The lower temperature helps the drivers to keep their tyres alive for longer around the 2.72-mile track and also provides a benefit to the engines.

“As far as the power unit is concerned, it’s quite a relief for the power unit,” said Dave Robson, whose Williams team has also improved – by 1.333s – compared to qualifying in 2019, when asked about the impact of the lower temperatures by Motorsport.com

“We can close up the bodywork quite tightly so cooling is straightforward.

“It has played a part and I think probably the cooling of the power unit has helped us out on this circuit as well, certainly relative to Austria, the first race [the hottest race of the 2020 season so far].
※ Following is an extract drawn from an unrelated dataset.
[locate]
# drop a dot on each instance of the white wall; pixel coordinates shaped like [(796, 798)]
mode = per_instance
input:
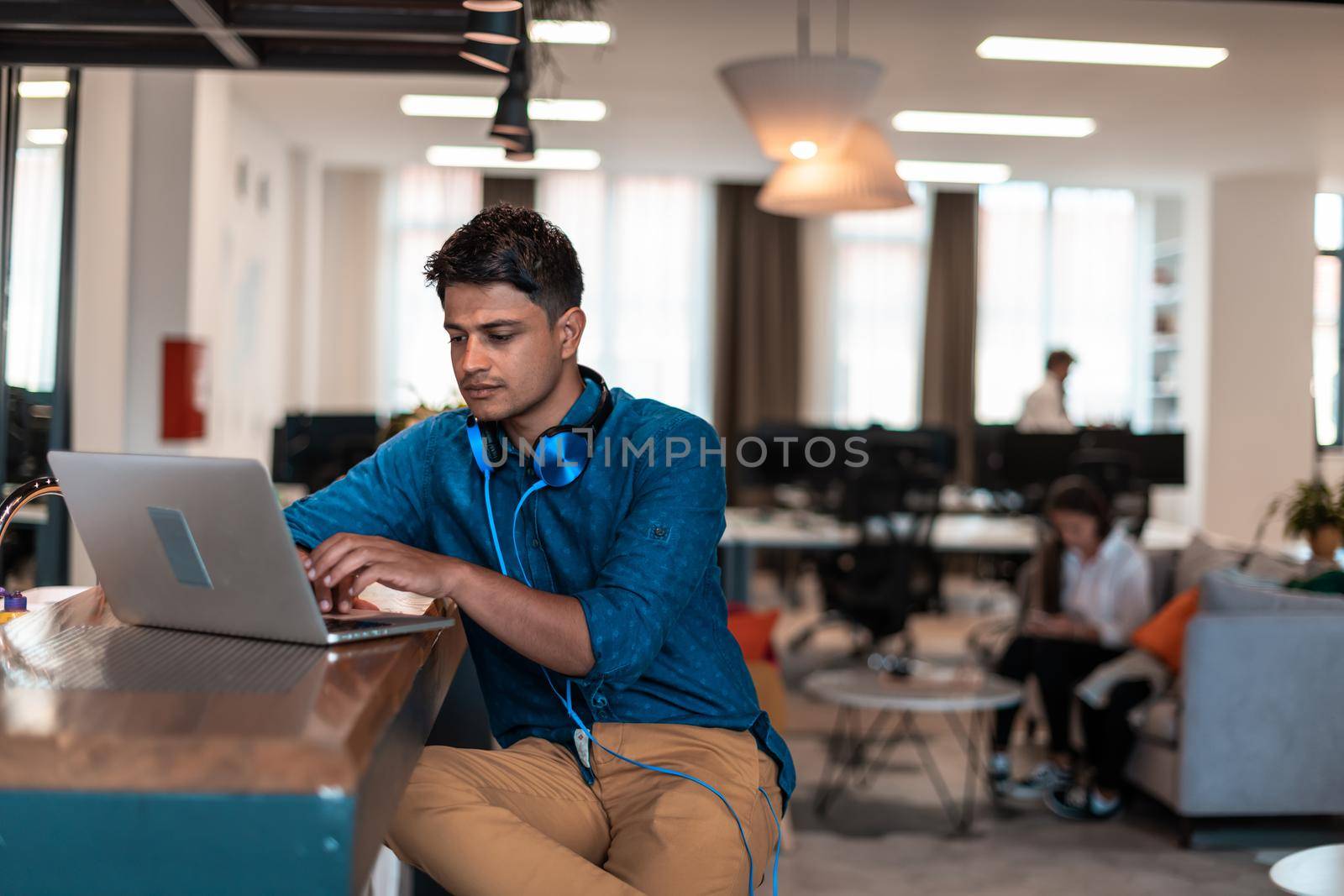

Gains and losses 2019-2020: 

Team

2019 pace

2020 pace

Gain/Loss

Racing Point

1:17.109 P17 (Perez)

1:14.377 P3 (Stroll)

Gain, -2.732s and 14 places

Williams

1:17.031 P16 (Russell)

1:15.698 P12

Gain, -1.333s and four places

Mercedes

1:14.590 P2 (Bottas)

1:13.447 P1 (Hamilton)

Gain, -1.143s and one place

AlphaTauri

1:16.687 P12 (Albon)

1:15.508 P10 (Gasly)

Gain, -1.079s and two places

McLaren

1:15.800 P7 (Norris)

1:14.966 P8 (norris)

Gain, -0.834s but lost one place

Renault

1:16.565 P11 (Hulkenberg)

1:15.661 P11 (Ricciardo)

Gain, -0.904s but no places gained

Ferrari

1:15.043 P4 (Leclerc)

1:14.774 P5 (Vettel)

Gain, -0.269s but lost one place

Haas

1:16.013 P9 (Grosjean)

1:16.152 P16 (Magnussen)

Loss, +0.139s and seven places

Red Bull

1:14.572 P1 (Verstappen)

1:14.849 P7(Verstappen)

Loss, +0.277s and six places

Alfa Romeo

1:16.041 P10 (Raikkonen)

1:16.506 P19 (Giovinazzi)

Loss, +0.465s and nine places

While Racing Point, Williams and Mercedes have gained significantly compared to last year’s Hungarian GP qualifying, AlphaTauri, McLaren and Renault have also found time.

So too has Ferrari, despite the deficiencies of its SF1000 2020 car – although the team did endure a difficult weekend at the Hungaroring a year ago, with Sebastian Vettel and Charles Leclerc finishing over a minute behind Hamilton in the race despite the Scuderia then being able to run its controversial 2019 power unit.

Haas and Alfa Romeo have stepped back, with two teams running the customer Ferrari power unit. Although that is less of an influence on the tight and twisty Hungaroring track, it is still a relevant factor.

But it is Red Bull that takes the headlines in terms of losses, as it fell well adrift of expectations in qualifying on Saturday, and ended up behind the Racing Point and Ferrari cars, with Verstappen leading the way in P7 and Alex Albon failing to escape Q2.

Both drivers have struggled with the handling of the RB16 throughout testing and the first two races of the year, and were unable to pinpoint a precise reason for their gap to the leaders in qualifying.

“We just don't have a good balance throughout the corner, understeer/oversteer, lack of grip,” said Verstappen.

“Not having a lot of top speed as well, so everything together just makes it slow.”